Adam Fieled (editor, Plymouth Meeting, Pennsylvania): "Parc Lafontaine"

Being stripped of the rituals and routines which sustained
us, in Montreal Mary and I had no recourse but to face
exactly who we were, individually and reciprocally On one sunny
day, we sat in Parc Lafontaine, and for a good twenty minutes
had nothing to say to each other. We were taxed by being alone
together constantly, not by any sense of fighting. But, as we learned,
there can be an infinite amount of space even between two people
whose lives are entwined, and so it was with us. That, until we
realized, with some dismay, that the Parc Lafontaine bathroom
situation was haphazard. Parc Lafontaine, which looked not unlike
an extended, forested version of Logan Circle in Philly, was a place
meant to be finessed by serious Montreal people who knew the ins
and outs of the place.
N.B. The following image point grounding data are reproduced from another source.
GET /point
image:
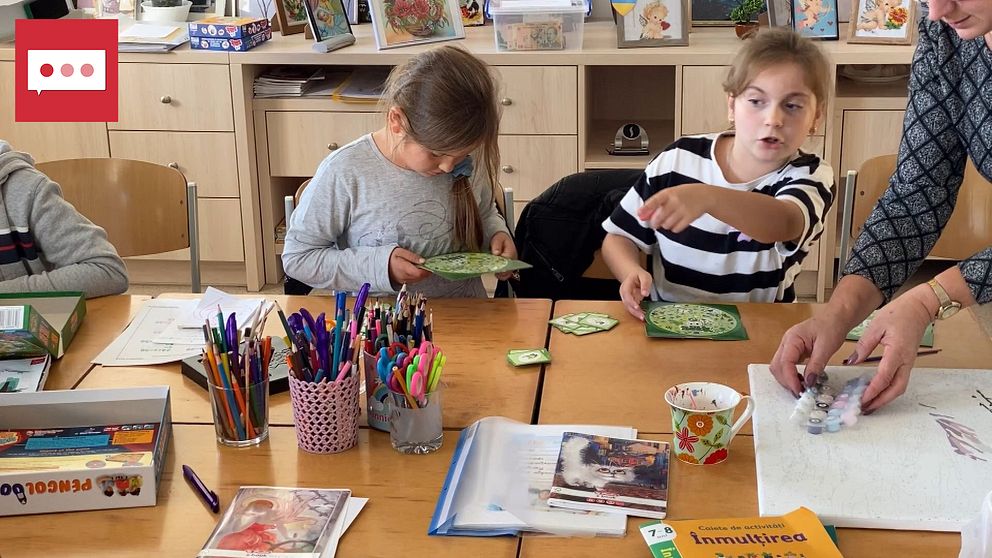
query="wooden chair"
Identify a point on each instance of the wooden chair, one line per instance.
(968, 231)
(145, 208)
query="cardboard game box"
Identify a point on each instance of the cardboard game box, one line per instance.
(77, 450)
(32, 324)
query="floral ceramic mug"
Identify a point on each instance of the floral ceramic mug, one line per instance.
(701, 420)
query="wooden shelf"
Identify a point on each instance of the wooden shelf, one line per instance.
(321, 104)
(601, 134)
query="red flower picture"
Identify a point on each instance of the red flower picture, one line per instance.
(686, 439)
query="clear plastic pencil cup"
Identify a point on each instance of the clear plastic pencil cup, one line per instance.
(241, 414)
(416, 429)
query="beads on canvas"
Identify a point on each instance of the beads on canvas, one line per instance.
(821, 409)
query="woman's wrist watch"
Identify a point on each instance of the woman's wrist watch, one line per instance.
(947, 307)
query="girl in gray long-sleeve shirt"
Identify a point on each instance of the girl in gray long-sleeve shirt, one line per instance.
(378, 206)
(45, 244)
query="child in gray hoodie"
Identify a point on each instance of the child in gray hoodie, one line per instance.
(45, 244)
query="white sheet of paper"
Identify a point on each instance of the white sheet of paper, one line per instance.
(923, 462)
(355, 506)
(173, 334)
(148, 31)
(136, 346)
(207, 309)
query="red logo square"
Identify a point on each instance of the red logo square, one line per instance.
(65, 70)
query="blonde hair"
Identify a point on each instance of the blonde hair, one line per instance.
(448, 99)
(775, 46)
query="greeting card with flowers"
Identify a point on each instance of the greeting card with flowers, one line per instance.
(407, 22)
(883, 21)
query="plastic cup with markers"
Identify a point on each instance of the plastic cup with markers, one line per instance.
(415, 425)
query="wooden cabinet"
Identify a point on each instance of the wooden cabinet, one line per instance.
(195, 97)
(530, 164)
(182, 115)
(704, 104)
(538, 99)
(298, 141)
(47, 141)
(207, 158)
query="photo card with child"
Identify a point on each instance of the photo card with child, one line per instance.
(815, 19)
(650, 23)
(889, 22)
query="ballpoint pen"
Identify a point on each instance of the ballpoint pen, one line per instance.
(208, 495)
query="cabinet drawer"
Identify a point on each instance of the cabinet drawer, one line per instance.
(220, 233)
(704, 104)
(207, 158)
(538, 99)
(47, 141)
(530, 164)
(175, 97)
(299, 141)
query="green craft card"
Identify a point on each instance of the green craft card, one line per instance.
(859, 330)
(693, 321)
(466, 265)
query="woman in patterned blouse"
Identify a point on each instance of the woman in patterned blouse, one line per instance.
(948, 119)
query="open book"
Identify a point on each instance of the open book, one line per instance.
(500, 480)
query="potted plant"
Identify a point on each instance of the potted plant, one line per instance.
(165, 10)
(743, 15)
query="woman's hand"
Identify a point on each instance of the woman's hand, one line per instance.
(898, 328)
(502, 245)
(633, 289)
(816, 339)
(403, 267)
(675, 208)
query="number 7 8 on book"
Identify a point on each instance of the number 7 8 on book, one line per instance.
(659, 538)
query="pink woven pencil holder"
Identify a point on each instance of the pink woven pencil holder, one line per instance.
(326, 414)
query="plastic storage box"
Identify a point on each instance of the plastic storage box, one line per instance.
(538, 24)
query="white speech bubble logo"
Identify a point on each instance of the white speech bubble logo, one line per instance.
(67, 70)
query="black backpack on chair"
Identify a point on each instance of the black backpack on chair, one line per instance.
(559, 232)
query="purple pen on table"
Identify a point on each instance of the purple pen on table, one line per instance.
(208, 496)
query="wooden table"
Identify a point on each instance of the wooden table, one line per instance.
(475, 334)
(402, 491)
(105, 318)
(620, 376)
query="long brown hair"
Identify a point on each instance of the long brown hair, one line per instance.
(771, 47)
(448, 99)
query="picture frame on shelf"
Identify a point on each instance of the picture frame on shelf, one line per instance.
(654, 23)
(329, 24)
(816, 19)
(712, 12)
(887, 22)
(779, 13)
(398, 23)
(292, 16)
(472, 12)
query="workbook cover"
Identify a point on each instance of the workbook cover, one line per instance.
(599, 473)
(797, 533)
(279, 523)
(720, 322)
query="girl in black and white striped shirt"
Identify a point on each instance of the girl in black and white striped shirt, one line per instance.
(730, 216)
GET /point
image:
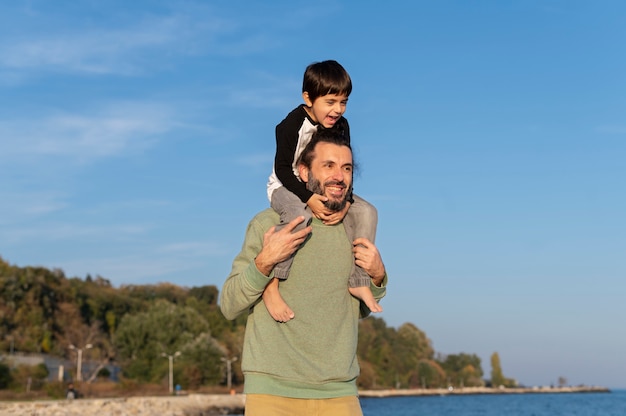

We were foreigners. Mary grew agitated. She
needed to use the bathroom, having had, if I remember correctly,

too much tea with our breakfast. The wall-like silence was broken
by the panic scenario, a not uncommon one, of the foreigners looking
to take care of their physical mechanisms the right way. We rambled,
scrambled, and lunged into a random lunch/dinner place which
had not yet opened. They were gracious enough to let Mary use
their facility. Oddly enough, the incident brought us together again,
left us in a better mode. But the whole expanse of time in Montreal,
wherein we were locked into each other, I experienced as a Dantean
Purgatorio. It needed to be documented, by ourselves, for ourselves,
that we could hack the rigors of foreign travel, and the disjuncture it
entails. Everything raw and jagged about our relationship would
have to come to the surface— wall-like silences, awkward spaces.
Parc Lafontaine became a tragi-comic reminder of travails begetting
triumphs, adversity become strength. Logan Circle with forests.